Since version 1.x, PiNN switched to TensorFlow 2 as a backend, this introduces changes to the API. This document provides information for the changes and guides for migration.

New features

CLI: PiNN 1.x introduces a new entry point pinn as the command line interface. The trainer module will be replaced with the pinn train sub-command. The CLI also exposes utilities like dataset conversion for easier usage.

Parameter file: in PiNN 1.0 the parameter file will serve as a comprehensive input for PiNN models, the structure of the parameter file is changed, see the documentation for more information.

Extended Kalman filter: an experimental extended Kalman filter (EKF) optimizer is implemented.

Notes for developers

Documentation is now built with mkdocs.
Documentation is moved to Github pages.
Continuous integration is moved to Github Actions.
The Docker Hub repo is now teoroo/pinn.

Datasets: dataset loaders should be most compatible with PiNN 0.x. With the TF2 update, dataset may be inspected interactively with eager execution. Splitting option is simplified (see below), and splitting of load_tfrecord becomes possible.

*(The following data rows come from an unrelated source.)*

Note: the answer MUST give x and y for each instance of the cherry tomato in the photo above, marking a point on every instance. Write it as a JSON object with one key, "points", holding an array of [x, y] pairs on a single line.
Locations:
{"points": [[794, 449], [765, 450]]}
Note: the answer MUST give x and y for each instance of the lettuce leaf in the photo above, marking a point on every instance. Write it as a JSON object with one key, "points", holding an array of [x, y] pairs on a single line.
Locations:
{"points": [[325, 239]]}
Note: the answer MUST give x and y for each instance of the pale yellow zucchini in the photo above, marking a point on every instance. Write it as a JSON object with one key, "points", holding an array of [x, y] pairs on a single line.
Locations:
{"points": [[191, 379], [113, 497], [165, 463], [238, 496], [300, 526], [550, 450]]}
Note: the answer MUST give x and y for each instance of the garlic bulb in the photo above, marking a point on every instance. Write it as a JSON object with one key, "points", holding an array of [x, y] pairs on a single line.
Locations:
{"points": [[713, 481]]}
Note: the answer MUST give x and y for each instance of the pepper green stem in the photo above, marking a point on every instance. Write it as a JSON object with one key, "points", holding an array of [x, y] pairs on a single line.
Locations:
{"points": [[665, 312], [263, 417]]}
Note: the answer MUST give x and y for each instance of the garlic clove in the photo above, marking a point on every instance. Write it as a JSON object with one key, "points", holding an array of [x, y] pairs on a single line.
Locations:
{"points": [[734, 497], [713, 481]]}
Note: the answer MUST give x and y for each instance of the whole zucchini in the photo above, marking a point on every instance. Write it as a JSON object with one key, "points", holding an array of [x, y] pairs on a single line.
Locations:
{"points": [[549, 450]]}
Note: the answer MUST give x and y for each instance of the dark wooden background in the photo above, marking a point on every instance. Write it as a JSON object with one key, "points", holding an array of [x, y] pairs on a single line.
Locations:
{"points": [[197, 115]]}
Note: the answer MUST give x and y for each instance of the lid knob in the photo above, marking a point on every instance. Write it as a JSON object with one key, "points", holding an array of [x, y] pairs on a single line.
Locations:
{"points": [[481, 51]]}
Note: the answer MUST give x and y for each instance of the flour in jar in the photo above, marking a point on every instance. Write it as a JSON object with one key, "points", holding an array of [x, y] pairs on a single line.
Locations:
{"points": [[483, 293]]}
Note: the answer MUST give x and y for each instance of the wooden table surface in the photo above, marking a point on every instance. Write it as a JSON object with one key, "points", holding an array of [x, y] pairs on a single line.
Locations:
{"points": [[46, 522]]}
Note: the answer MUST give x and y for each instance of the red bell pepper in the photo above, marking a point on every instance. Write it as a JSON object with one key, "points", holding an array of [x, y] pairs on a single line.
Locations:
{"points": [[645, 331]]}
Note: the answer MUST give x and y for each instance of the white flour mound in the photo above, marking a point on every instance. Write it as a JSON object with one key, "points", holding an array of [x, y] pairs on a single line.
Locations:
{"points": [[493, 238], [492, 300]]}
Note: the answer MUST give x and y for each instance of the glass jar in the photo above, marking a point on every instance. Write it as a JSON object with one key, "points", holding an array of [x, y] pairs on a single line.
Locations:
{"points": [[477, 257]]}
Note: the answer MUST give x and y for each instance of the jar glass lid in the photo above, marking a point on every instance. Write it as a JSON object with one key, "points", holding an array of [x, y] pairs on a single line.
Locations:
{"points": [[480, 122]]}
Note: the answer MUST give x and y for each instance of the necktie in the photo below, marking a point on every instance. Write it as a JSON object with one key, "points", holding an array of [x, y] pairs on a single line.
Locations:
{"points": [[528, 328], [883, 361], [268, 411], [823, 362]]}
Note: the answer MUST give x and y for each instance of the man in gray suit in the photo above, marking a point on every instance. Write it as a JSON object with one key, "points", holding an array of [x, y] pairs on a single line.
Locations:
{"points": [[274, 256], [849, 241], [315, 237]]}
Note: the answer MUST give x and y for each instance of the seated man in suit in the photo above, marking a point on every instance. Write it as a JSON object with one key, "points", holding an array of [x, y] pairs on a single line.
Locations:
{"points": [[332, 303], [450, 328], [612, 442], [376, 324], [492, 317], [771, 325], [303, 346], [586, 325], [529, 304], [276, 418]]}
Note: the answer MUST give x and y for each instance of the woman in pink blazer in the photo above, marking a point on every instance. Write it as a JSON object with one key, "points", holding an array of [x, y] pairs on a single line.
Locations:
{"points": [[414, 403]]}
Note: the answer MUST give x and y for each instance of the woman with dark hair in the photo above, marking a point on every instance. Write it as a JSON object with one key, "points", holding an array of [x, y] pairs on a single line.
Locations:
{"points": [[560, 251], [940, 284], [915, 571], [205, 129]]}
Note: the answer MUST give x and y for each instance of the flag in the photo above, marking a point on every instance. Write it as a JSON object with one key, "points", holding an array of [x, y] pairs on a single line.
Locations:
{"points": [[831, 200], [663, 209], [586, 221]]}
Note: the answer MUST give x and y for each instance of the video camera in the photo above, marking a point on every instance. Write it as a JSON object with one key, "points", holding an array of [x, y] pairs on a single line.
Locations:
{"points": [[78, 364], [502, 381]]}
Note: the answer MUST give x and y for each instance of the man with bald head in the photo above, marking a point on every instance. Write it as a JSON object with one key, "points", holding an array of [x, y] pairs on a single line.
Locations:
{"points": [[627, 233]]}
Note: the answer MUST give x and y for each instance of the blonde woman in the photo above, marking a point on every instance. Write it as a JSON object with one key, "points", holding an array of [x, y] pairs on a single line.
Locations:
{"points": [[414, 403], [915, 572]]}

Networks: following the guideline of TF2, networks in PiNN 1.x are new Keras models and layers becomes Keras layers. This means the PiNN networks can be used to perform some simple prediction tasks. Note that PiNN models are still implemented as TensorFlow estimators since they provide a better control over the training and prediction behavior. Like the design of PiNN 0.x, the models interpret the predictions of PiNN networks as physical quantities and interface them to atomic simulation packages.

Models: new helper function export_mode and class MetricsCollector are implemented to simplify the implementation of models, see the source of dipole model for an example.

Breaking changes

Models trained in PiNN 0.x will not be usable in PiNN 1.x.
Model parameters need to be adapted to the new parameter format.
For dataset loaders load_*:
- the split argument is renamed to splits;
- splitting is disabled by default;
- nested splits like {'train':1, 'test':[1,2,3]} is not supported anymore.
format_dict is renamed as ds_spec to be consistent with TensorFlow.